Wien muss 130 Mio. € nachdotieren.
Wien muss 130 Mio. € nachdotieren. ©APA (Sujet)
Um die steigenden Ausgaben für die Bedarfsorientierte Mindestsicherung (BMS) abzudecken braucht die Stadt Wien mehr Geld. Es ist eine Nachdotierung von 130 Millionen Euro notwendig, sagte Sozialstadträtin Sonja Wehsely (SPÖ) am Mittwoch.
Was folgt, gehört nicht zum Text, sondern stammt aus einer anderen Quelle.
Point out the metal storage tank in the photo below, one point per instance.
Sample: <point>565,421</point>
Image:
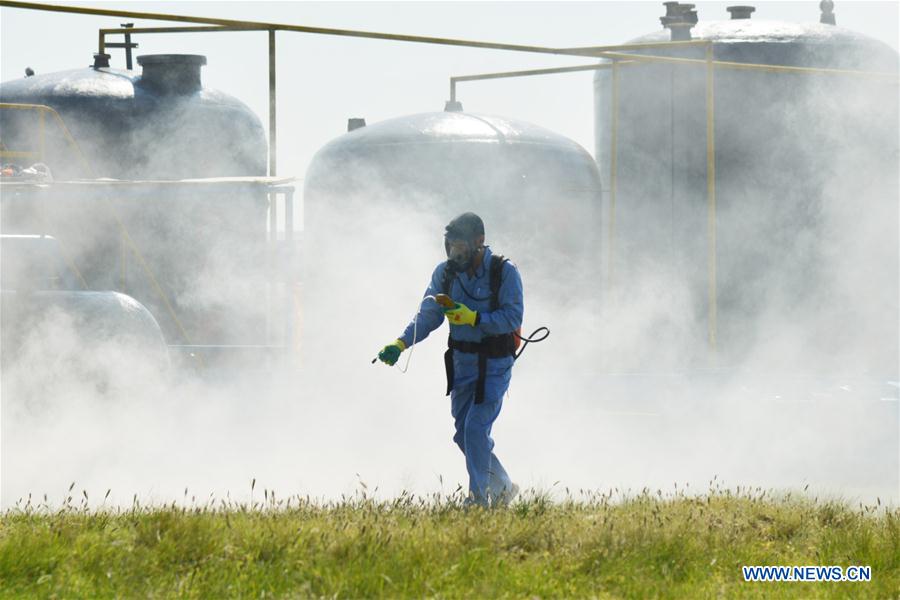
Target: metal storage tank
<point>789,148</point>
<point>537,191</point>
<point>160,123</point>
<point>377,198</point>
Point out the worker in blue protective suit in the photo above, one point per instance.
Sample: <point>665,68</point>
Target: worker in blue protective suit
<point>485,318</point>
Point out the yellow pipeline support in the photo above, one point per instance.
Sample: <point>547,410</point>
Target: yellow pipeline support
<point>273,163</point>
<point>613,168</point>
<point>42,111</point>
<point>120,224</point>
<point>711,198</point>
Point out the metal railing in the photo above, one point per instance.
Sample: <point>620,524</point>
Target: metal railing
<point>127,240</point>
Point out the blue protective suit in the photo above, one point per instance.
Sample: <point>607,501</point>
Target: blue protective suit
<point>487,477</point>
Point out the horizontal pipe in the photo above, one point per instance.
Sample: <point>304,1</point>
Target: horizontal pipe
<point>550,71</point>
<point>277,27</point>
<point>197,29</point>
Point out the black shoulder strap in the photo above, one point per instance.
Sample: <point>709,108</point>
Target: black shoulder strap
<point>447,279</point>
<point>497,261</point>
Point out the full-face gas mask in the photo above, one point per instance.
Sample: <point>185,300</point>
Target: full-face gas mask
<point>461,240</point>
<point>460,253</point>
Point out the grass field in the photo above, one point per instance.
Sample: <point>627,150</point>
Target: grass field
<point>645,546</point>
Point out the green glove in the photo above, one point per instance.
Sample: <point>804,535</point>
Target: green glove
<point>462,315</point>
<point>391,352</point>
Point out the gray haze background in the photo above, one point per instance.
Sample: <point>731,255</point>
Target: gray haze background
<point>320,428</point>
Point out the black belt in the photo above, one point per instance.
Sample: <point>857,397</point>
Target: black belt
<point>495,346</point>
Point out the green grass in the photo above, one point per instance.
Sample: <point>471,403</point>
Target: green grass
<point>644,546</point>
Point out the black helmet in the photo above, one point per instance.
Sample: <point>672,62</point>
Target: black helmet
<point>466,226</point>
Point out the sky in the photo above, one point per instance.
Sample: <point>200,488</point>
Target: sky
<point>324,80</point>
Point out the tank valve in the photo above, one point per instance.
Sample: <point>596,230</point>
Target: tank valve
<point>827,8</point>
<point>741,12</point>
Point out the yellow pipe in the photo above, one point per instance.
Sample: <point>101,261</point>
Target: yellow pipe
<point>711,198</point>
<point>746,66</point>
<point>121,225</point>
<point>280,27</point>
<point>273,163</point>
<point>41,125</point>
<point>613,167</point>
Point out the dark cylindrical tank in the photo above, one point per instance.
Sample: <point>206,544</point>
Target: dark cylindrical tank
<point>376,201</point>
<point>792,152</point>
<point>160,123</point>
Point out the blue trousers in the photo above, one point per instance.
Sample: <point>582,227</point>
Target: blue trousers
<point>487,477</point>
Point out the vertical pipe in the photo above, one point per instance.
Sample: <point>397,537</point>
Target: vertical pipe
<point>288,270</point>
<point>272,127</point>
<point>273,261</point>
<point>123,263</point>
<point>42,146</point>
<point>613,167</point>
<point>711,198</point>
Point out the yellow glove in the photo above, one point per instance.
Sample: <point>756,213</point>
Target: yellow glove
<point>390,353</point>
<point>462,315</point>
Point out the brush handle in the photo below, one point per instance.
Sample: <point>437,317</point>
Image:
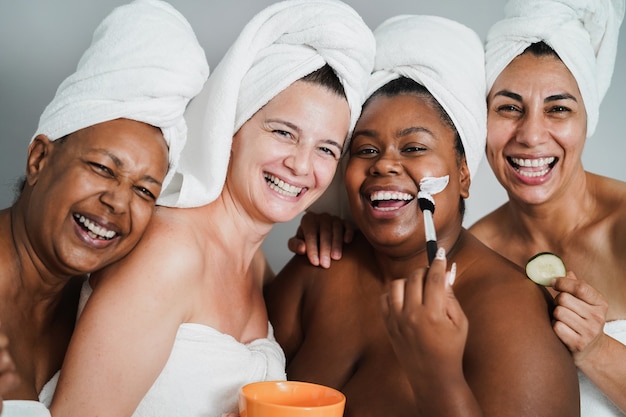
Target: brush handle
<point>431,236</point>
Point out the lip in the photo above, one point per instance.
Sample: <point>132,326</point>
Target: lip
<point>88,237</point>
<point>532,170</point>
<point>283,187</point>
<point>394,208</point>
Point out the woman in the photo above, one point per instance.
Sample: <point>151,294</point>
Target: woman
<point>478,350</point>
<point>178,326</point>
<point>94,171</point>
<point>549,63</point>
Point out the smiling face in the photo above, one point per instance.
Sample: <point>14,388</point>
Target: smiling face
<point>91,195</point>
<point>286,155</point>
<point>398,141</point>
<point>536,128</point>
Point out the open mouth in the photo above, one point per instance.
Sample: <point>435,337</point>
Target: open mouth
<point>533,168</point>
<point>93,229</point>
<point>282,187</point>
<point>390,200</point>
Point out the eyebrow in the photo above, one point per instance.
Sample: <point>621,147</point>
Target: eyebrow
<point>297,129</point>
<point>517,97</point>
<point>120,165</point>
<point>403,132</point>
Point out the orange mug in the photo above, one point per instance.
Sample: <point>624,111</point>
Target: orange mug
<point>290,399</point>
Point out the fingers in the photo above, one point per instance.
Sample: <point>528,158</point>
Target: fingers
<point>579,289</point>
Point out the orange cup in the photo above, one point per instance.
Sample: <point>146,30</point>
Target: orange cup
<point>290,399</point>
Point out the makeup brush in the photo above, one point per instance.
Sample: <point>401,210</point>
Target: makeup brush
<point>427,205</point>
<point>428,187</point>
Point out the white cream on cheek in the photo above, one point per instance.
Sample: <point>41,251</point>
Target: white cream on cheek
<point>432,185</point>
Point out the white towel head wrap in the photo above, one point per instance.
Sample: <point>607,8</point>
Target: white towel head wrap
<point>144,64</point>
<point>280,45</point>
<point>583,33</point>
<point>447,58</point>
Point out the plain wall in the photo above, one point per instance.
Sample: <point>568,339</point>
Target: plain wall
<point>41,42</point>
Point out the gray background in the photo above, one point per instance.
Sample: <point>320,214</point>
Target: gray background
<point>42,40</point>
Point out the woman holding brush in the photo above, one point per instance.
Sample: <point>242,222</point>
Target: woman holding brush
<point>433,351</point>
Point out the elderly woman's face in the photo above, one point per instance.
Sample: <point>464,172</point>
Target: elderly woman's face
<point>398,141</point>
<point>91,197</point>
<point>537,127</point>
<point>286,155</point>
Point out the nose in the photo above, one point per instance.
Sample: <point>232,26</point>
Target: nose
<point>532,130</point>
<point>117,197</point>
<point>385,164</point>
<point>300,160</point>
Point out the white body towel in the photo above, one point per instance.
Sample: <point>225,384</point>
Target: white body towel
<point>204,372</point>
<point>583,33</point>
<point>144,64</point>
<point>280,45</point>
<point>593,403</point>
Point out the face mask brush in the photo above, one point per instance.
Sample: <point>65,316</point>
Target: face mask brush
<point>428,187</point>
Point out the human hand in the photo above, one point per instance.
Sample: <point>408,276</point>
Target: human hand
<point>321,238</point>
<point>580,314</point>
<point>427,326</point>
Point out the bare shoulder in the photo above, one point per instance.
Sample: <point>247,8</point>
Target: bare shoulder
<point>164,259</point>
<point>491,229</point>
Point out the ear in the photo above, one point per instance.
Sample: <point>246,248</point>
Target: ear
<point>464,179</point>
<point>39,153</point>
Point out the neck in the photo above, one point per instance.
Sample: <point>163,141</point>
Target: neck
<point>26,281</point>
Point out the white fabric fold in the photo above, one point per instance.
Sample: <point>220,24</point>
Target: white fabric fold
<point>144,64</point>
<point>447,58</point>
<point>584,33</point>
<point>280,45</point>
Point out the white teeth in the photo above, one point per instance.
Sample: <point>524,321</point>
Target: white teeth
<point>95,231</point>
<point>390,195</point>
<point>282,187</point>
<point>533,174</point>
<point>533,163</point>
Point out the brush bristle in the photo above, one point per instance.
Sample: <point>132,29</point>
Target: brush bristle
<point>426,202</point>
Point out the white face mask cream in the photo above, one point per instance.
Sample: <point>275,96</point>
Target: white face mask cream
<point>428,187</point>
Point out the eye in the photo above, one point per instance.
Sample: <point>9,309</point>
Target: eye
<point>328,151</point>
<point>145,193</point>
<point>364,152</point>
<point>414,148</point>
<point>101,169</point>
<point>559,109</point>
<point>283,134</point>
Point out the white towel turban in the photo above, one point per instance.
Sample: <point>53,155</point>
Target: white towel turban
<point>280,45</point>
<point>444,56</point>
<point>583,33</point>
<point>144,64</point>
<point>447,58</point>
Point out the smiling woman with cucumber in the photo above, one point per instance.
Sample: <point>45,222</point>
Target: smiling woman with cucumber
<point>549,63</point>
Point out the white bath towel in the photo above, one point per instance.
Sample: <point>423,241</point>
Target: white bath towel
<point>280,45</point>
<point>447,58</point>
<point>144,64</point>
<point>583,33</point>
<point>593,403</point>
<point>444,56</point>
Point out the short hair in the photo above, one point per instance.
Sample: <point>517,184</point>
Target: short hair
<point>326,77</point>
<point>540,49</point>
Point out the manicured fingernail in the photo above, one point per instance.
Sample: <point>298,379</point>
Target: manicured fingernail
<point>452,274</point>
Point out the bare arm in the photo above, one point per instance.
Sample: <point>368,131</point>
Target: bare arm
<point>579,322</point>
<point>125,334</point>
<point>512,363</point>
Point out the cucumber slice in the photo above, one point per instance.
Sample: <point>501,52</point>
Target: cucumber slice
<point>545,266</point>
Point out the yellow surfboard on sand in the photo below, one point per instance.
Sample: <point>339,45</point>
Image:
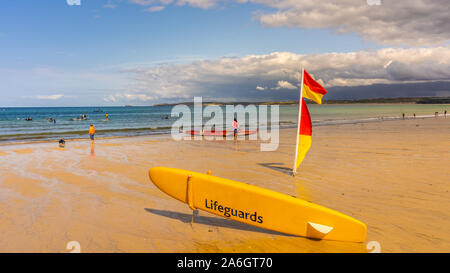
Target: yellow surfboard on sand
<point>257,206</point>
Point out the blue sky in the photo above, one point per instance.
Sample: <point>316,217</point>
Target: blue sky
<point>77,55</point>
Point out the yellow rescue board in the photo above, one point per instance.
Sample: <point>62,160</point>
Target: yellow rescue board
<point>257,206</point>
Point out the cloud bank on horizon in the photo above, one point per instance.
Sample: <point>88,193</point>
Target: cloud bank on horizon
<point>412,56</point>
<point>266,76</point>
<point>271,76</point>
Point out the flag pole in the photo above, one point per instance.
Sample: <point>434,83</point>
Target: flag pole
<point>294,169</point>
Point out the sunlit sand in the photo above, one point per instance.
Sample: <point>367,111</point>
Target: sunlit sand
<point>391,175</point>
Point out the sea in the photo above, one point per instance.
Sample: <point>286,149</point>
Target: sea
<point>152,120</point>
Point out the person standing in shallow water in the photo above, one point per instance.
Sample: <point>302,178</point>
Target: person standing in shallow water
<point>92,132</point>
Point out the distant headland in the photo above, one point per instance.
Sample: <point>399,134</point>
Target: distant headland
<point>412,100</point>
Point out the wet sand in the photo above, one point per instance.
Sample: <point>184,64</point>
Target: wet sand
<point>393,176</point>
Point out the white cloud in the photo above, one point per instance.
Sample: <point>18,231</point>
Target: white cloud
<point>284,85</point>
<point>237,77</point>
<point>155,8</point>
<point>413,22</point>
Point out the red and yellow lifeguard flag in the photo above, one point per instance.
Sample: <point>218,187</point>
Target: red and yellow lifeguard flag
<point>305,134</point>
<point>311,89</point>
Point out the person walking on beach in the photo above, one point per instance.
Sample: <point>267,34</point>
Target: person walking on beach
<point>92,132</point>
<point>235,127</point>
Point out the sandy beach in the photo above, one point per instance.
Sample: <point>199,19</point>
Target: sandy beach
<point>392,175</point>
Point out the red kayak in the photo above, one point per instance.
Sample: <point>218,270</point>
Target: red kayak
<point>220,133</point>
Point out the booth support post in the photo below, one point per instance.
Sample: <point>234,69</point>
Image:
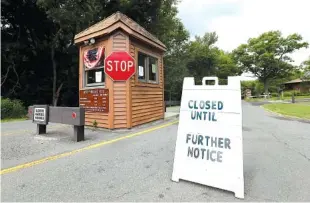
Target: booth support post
<point>78,132</point>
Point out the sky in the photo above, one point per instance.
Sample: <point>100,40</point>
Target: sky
<point>235,21</point>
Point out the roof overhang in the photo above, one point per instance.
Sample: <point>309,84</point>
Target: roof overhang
<point>113,27</point>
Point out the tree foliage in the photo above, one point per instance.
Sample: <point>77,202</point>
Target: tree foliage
<point>267,56</point>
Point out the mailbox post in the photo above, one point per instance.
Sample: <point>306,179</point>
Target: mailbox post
<point>43,114</point>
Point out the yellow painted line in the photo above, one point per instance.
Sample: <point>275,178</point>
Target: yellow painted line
<point>50,158</point>
<point>29,131</point>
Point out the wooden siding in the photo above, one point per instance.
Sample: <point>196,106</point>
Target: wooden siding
<point>90,117</point>
<point>147,99</point>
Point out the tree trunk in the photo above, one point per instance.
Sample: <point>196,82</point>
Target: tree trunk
<point>54,75</point>
<point>57,95</point>
<point>266,86</point>
<point>170,97</point>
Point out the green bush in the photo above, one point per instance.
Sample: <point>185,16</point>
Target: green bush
<point>12,109</point>
<point>296,93</point>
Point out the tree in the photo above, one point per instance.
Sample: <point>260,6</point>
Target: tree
<point>203,56</point>
<point>267,55</point>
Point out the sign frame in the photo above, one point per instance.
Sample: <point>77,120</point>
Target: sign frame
<point>224,171</point>
<point>45,111</point>
<point>92,99</point>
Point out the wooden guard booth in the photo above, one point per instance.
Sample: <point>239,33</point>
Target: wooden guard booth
<point>120,104</point>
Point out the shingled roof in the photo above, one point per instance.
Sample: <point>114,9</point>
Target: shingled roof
<point>120,19</point>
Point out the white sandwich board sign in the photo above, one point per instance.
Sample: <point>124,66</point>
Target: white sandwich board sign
<point>209,148</point>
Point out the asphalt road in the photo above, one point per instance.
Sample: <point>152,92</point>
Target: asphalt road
<point>276,168</point>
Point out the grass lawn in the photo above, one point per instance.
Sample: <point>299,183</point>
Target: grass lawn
<point>12,119</point>
<point>275,98</point>
<point>300,110</point>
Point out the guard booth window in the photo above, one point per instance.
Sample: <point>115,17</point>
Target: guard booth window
<point>94,67</point>
<point>147,68</point>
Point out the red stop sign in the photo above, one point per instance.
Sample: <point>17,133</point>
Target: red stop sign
<point>120,66</point>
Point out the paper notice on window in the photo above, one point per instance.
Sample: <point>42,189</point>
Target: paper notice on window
<point>153,68</point>
<point>141,71</point>
<point>98,76</point>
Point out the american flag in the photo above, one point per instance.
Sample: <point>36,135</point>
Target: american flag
<point>92,57</point>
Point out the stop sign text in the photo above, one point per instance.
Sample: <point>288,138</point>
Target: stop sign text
<point>120,66</point>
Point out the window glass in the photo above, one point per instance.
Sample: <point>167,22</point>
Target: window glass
<point>94,66</point>
<point>95,76</point>
<point>141,66</point>
<point>152,69</point>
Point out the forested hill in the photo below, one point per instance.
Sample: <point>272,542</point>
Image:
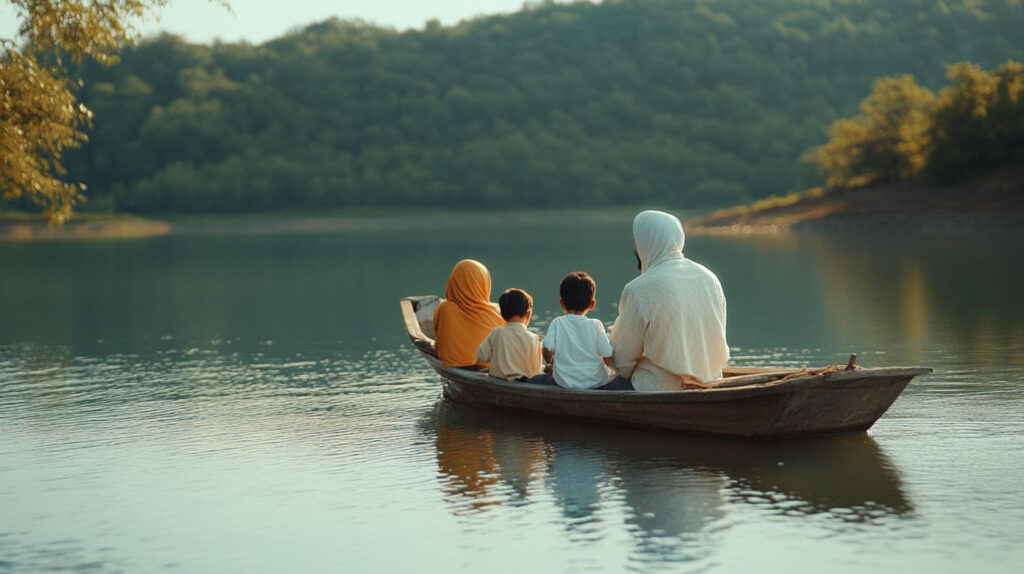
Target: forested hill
<point>682,101</point>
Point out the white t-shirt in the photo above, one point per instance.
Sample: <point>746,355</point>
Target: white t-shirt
<point>579,344</point>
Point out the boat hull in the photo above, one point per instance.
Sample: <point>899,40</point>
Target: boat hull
<point>803,406</point>
<point>758,403</point>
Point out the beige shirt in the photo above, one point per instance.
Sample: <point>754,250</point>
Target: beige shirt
<point>671,318</point>
<point>513,352</point>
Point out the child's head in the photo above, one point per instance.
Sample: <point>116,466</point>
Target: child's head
<point>577,291</point>
<point>515,303</point>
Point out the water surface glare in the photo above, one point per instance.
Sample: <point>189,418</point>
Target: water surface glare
<point>250,403</point>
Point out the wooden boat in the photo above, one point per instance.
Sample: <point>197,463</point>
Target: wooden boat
<point>748,402</point>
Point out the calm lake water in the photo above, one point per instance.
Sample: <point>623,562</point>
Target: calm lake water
<point>250,403</point>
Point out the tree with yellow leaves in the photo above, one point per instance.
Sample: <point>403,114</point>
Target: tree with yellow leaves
<point>40,118</point>
<point>888,141</point>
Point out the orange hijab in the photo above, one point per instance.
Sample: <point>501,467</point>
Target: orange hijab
<point>465,319</point>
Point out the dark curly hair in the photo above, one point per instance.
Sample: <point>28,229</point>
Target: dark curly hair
<point>577,291</point>
<point>514,302</point>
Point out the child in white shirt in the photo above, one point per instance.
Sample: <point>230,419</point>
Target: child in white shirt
<point>578,346</point>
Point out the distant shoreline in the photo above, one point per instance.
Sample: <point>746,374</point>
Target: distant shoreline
<point>16,226</point>
<point>991,201</point>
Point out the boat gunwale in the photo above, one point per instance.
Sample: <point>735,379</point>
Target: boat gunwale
<point>845,379</point>
<point>713,393</point>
Die Ressortchefin rechnet damit, dass heuer rund 198.000 Menschen unterstützt werden müssen. Im Vorjahr waren es knapp über 180.000 gewesen. Als Gründe für die Entwicklung nannte Wehsely unter anderem das verhaltene Wirtschaftswachstum und die schwierige Situation am Arbeitsmarkt. Auch, dass immer mehr Asylberechtigte Mindestsicherung beziehen, macht sich bemerkbar.

Sie kündigte einen entsprechenden Antrag an den zuständigen Gemeinderats-Ausschuss an.

Heuer 664 Mio. Gesamtkosten prognostiziert

Die nun bekannt gewordene Überschreitung wird dazu führen, dass sich die für die Mindestsicherung in Wien aufgewendete Summe für heuer auf 664 Mio. Euro erhöht. Mehr wird es “sicher nicht mehr” werden, beteuerte Wehsely im APA-Gespräch. Dass zusätzliches Geld nötig sein wird, hat die Ressortchefin bereits avisiert, wie sie heute betonte: “Ich habe immer gesagt, dass der Betrag nicht halten wird.” Denn das Budget für heuer sei noch vor dem großen Flüchtlingsandrang errechnet worden, konkret im ersten Halbjahr 2015. Laut Wehsely zeigt die aktuelle Fallzahlentwicklung, dass die Anzahl der BMS-Bezieher nach Jahren geringeren Anstiegs im Vorjahr wieder stärker gewachsen ist. Konkret wurde 2015 ein Plus von 13 Prozent verzeichnet. Diese Entwicklung hält an: 2016 betrug die Steigerung im ersten Halbjahr 11 Prozent. Innerhalb der ersten sechs Monate sind bereits 16.900 Neuzugänge registriert worden.

Für die Zunahme werden von der zuständigen Stadträtin vor allem zwei Gründe ins Treffen geführt: Zum einen gibt es schlicht mehr Personen, die zum ersten oder auch wiederholten Mal Unterstützung beziehen. Aber auch der “Abgang” ist geringer, sprich: Immer mehr Menschen bleiben länger im System. Verantwortlich für diese Faktoren sind laut Wehsely das aktuelle, geringe Wirtschaftswachstum und die damit verbundene steigende Arbeitslosigkeit. Beobachtet wird auch der Trend, dass schlecht ausgebildete Personen immer weniger Chancen auf dem Arbeitsmarkt haben.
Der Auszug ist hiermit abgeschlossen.